The Tribune is investigating health risks to commuters and transit workers who are exposed daily to this soot from diesel engines, not how Metra affects Chicago’s overall air quality. Nonetheless, this is a major health problem — Hawthorne finds that even Metra’s rebuilt locomotives are not meeting EPA’s standards on the limits of soot emitted from diesel engines.

And air quality on Chicago’s commuter lines also isn’t expected to improve significantly any time soon. Rather than replacing its disco-era locomotives with newer, cleaner models, Metra is refurbishing a third of its aging fleet to keep them chugging for at least another two decades.

The closest thing the EPA has to a standard for diesel exhaust is 5 micrograms per cubic meter of air, which the agency defines as a level of average daily exposure that could trigger health problems later in life.

Yet EPA officials acknowledge the agency has done little to track whether people are breathing levels of diesel pollution that exceed that safety limit. Agency scientists also say they need to better understand the potential health effects of brief-but-intense exposures.

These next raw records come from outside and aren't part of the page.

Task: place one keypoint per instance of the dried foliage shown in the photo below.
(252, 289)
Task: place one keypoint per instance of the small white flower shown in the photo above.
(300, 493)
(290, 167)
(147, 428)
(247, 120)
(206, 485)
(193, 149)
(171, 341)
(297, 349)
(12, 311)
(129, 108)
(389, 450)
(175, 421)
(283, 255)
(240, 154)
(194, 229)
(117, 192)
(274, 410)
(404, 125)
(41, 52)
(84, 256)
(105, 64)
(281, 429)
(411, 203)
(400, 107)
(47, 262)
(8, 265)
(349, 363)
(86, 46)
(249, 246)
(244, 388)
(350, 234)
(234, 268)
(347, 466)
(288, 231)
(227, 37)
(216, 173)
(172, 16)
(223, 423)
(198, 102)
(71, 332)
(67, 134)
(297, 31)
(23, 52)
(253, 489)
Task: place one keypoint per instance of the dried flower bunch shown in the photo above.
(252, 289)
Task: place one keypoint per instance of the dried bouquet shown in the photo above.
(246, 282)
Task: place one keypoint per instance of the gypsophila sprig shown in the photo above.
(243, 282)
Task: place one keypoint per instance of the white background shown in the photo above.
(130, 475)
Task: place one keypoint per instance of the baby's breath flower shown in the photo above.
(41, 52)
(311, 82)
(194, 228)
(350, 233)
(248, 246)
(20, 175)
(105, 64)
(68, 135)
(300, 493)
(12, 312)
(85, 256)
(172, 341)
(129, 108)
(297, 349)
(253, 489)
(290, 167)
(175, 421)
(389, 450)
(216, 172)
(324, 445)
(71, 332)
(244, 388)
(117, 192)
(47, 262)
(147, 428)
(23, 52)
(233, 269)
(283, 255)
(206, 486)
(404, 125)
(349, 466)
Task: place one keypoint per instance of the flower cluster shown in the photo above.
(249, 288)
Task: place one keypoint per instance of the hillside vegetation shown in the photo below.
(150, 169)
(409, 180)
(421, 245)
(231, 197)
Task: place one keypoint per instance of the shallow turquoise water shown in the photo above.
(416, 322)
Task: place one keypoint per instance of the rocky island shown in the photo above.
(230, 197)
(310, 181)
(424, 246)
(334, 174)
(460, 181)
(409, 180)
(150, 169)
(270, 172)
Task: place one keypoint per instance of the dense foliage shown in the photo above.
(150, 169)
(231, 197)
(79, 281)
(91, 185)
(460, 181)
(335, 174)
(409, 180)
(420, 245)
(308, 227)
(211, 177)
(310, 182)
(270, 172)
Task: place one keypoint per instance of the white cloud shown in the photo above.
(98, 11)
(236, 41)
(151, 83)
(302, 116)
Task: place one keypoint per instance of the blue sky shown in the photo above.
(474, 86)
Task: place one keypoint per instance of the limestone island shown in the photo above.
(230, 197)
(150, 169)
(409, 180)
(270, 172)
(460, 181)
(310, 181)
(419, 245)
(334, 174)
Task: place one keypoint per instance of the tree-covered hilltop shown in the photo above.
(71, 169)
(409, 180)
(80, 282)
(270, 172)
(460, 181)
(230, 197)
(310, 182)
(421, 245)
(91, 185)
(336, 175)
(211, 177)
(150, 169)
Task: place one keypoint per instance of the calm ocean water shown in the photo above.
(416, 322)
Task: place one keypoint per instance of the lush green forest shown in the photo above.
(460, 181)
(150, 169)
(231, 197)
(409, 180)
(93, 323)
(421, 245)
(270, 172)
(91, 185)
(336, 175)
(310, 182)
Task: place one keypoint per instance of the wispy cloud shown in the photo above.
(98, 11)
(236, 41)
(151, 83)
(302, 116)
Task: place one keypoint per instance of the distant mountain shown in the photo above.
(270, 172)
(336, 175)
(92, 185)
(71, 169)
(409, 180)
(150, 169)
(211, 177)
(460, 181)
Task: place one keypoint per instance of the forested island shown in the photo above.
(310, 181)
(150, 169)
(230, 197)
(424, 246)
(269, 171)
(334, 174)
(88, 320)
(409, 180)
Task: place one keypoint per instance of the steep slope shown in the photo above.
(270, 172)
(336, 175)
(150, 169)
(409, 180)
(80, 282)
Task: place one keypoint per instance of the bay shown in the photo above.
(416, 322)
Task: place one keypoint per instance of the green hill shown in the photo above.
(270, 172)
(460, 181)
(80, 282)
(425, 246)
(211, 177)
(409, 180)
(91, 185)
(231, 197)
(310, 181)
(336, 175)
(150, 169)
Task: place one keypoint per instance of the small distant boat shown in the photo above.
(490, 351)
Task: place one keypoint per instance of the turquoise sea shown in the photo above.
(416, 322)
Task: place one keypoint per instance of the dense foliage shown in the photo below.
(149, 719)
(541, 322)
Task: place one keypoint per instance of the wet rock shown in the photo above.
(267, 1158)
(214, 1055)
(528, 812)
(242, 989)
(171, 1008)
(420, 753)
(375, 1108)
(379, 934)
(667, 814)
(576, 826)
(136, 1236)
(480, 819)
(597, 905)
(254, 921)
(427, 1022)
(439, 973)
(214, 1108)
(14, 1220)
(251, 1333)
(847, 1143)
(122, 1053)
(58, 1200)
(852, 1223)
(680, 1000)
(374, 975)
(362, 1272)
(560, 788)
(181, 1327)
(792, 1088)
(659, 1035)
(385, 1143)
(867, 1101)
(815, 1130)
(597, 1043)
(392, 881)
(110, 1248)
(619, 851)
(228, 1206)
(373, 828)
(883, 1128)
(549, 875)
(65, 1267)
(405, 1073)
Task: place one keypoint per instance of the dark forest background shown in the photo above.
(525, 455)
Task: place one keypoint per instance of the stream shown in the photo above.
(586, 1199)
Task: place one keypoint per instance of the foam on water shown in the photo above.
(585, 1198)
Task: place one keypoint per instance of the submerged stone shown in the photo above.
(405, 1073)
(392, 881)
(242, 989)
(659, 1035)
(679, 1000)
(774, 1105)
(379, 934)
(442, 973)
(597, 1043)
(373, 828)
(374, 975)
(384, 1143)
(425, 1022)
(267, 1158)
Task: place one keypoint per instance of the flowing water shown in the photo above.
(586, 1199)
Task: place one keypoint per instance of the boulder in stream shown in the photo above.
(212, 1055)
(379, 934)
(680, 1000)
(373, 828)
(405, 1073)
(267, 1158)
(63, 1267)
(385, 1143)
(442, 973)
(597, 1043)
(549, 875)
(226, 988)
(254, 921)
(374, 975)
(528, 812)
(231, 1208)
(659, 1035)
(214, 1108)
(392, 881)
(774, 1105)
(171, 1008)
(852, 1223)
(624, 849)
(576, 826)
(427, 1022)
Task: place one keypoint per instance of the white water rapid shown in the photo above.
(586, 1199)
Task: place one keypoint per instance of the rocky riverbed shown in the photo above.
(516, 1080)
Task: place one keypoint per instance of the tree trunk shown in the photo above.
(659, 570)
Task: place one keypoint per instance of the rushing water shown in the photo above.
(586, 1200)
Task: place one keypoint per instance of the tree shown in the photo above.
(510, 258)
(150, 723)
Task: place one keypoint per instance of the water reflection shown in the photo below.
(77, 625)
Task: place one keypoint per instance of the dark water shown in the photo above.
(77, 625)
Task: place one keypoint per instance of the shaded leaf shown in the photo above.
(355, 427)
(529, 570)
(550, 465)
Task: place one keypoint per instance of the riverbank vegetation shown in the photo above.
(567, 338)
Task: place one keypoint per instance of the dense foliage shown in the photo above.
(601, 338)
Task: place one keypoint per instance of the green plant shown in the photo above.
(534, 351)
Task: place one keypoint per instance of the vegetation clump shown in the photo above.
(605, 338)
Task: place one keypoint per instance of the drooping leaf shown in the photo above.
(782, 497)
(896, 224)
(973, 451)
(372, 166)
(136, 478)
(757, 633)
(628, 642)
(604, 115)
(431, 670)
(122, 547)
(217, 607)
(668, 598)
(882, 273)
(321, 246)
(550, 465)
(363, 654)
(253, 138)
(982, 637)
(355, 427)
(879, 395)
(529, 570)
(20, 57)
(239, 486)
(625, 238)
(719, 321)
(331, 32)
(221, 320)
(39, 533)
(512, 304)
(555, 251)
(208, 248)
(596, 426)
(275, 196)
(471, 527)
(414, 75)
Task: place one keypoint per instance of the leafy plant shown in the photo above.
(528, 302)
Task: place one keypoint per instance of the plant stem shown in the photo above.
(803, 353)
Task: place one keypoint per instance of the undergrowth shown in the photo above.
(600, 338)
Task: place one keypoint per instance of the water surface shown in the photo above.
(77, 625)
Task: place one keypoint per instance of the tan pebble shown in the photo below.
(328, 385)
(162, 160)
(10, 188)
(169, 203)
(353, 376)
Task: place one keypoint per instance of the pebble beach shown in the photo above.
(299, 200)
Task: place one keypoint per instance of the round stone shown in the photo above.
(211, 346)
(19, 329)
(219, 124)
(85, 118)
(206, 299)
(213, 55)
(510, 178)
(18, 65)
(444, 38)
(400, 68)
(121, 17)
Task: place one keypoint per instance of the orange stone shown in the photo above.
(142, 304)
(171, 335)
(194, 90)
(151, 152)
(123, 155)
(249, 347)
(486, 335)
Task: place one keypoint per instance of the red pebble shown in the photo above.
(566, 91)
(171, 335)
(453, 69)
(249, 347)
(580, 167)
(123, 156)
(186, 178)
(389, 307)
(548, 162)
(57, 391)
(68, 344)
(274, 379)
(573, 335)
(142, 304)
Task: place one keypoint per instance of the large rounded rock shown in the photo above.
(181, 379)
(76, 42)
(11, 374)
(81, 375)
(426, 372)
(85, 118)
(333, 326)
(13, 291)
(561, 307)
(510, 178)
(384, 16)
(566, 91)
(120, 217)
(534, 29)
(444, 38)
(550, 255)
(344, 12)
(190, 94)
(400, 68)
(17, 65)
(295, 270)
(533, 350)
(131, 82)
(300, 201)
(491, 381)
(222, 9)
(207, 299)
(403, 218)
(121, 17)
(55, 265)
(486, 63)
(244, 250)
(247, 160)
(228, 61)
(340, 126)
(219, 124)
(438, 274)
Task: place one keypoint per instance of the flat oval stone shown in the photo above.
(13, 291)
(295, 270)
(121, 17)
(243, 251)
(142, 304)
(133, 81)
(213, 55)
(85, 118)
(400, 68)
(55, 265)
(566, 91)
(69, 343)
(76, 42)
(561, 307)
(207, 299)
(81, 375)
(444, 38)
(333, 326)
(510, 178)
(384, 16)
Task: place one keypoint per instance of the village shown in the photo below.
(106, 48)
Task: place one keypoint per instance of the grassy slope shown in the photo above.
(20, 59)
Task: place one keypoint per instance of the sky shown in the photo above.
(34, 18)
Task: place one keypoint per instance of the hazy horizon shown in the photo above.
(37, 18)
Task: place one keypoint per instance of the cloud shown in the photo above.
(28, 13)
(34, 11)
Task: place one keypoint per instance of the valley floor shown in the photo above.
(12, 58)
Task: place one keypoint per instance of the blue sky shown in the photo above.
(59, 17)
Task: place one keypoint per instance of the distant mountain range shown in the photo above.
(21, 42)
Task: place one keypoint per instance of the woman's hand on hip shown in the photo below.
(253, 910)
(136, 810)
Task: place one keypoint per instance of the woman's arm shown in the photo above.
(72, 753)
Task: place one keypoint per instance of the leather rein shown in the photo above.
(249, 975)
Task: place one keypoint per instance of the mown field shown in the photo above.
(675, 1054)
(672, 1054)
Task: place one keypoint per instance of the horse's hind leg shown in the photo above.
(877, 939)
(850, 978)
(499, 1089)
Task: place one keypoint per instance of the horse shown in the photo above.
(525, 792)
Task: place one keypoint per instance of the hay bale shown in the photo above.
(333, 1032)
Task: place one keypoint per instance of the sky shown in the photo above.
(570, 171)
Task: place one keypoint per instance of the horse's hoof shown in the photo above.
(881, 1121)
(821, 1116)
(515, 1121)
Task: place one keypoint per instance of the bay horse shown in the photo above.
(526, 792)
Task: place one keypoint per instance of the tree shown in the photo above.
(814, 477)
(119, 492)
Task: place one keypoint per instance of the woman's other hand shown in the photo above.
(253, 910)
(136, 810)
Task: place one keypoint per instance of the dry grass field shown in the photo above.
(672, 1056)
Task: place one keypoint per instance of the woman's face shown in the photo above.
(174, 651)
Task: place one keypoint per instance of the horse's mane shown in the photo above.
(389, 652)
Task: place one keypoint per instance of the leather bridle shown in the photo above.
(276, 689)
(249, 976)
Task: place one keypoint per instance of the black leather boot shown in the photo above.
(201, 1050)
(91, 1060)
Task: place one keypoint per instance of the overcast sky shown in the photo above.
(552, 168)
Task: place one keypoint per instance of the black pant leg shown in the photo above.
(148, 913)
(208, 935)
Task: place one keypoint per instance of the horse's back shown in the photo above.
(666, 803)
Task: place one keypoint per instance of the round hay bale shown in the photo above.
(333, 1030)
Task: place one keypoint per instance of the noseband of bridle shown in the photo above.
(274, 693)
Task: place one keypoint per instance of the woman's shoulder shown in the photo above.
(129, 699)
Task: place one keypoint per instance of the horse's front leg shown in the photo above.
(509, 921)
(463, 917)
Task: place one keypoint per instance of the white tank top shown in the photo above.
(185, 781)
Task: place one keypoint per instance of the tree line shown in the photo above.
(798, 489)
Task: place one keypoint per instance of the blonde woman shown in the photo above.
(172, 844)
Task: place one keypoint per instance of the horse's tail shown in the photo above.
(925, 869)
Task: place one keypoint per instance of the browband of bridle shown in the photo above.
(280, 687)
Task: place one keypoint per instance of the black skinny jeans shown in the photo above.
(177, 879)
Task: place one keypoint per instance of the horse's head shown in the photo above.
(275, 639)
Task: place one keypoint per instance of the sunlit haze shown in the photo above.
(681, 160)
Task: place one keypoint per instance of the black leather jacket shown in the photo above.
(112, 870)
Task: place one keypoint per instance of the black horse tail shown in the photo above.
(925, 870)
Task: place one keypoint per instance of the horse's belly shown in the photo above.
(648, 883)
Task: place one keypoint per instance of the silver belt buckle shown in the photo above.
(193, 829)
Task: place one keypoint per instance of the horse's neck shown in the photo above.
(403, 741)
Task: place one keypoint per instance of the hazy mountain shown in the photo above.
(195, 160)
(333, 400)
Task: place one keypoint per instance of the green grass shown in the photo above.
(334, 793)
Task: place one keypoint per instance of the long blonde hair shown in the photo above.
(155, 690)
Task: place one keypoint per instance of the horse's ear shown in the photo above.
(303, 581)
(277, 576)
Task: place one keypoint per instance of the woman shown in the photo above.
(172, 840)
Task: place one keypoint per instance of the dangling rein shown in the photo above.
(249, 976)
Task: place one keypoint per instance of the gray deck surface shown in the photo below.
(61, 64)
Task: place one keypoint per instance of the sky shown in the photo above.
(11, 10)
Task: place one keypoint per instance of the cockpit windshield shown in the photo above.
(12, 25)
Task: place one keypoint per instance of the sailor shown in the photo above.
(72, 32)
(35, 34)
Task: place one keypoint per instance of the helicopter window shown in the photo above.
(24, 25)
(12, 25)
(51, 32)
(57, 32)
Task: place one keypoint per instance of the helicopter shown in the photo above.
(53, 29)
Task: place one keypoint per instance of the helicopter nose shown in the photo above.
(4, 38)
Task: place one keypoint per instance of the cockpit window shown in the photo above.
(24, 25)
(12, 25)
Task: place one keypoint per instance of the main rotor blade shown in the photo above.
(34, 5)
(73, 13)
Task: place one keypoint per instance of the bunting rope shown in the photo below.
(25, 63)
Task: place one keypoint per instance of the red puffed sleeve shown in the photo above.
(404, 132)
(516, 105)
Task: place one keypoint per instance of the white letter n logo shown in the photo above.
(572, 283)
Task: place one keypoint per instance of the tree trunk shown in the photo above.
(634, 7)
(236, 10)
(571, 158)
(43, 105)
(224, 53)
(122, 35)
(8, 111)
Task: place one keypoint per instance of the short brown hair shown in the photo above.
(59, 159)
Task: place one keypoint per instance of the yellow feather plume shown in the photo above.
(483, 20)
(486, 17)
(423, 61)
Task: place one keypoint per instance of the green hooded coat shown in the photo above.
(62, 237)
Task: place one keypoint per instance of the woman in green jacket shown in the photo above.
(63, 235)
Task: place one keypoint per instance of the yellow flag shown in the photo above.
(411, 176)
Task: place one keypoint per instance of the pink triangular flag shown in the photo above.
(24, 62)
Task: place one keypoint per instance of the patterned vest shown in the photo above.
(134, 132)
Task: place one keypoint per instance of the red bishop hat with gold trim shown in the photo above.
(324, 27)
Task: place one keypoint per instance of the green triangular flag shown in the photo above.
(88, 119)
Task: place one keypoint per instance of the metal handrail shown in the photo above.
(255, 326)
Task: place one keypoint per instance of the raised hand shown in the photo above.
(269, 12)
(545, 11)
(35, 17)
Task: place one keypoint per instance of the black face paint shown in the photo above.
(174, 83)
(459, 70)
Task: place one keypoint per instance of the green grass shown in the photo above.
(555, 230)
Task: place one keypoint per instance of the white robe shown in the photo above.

Rather than trying to enforce the safety limit for diesel exhaust, government officials set separate legal standards for overall air pollution across entire counties. Federal and state regulations require cleaner factories, power plants, engines and fuels to help meet the air quality standards.

Chicago and its suburbs are chronic violators of those broader pollution standards. The region fails to meet federal soot limits, and Chicago also is the nation’s only major metropolitan area that doesn’t meet tough new standards for smog-forming nitrogen oxide, an ingredient in diesel exhaust.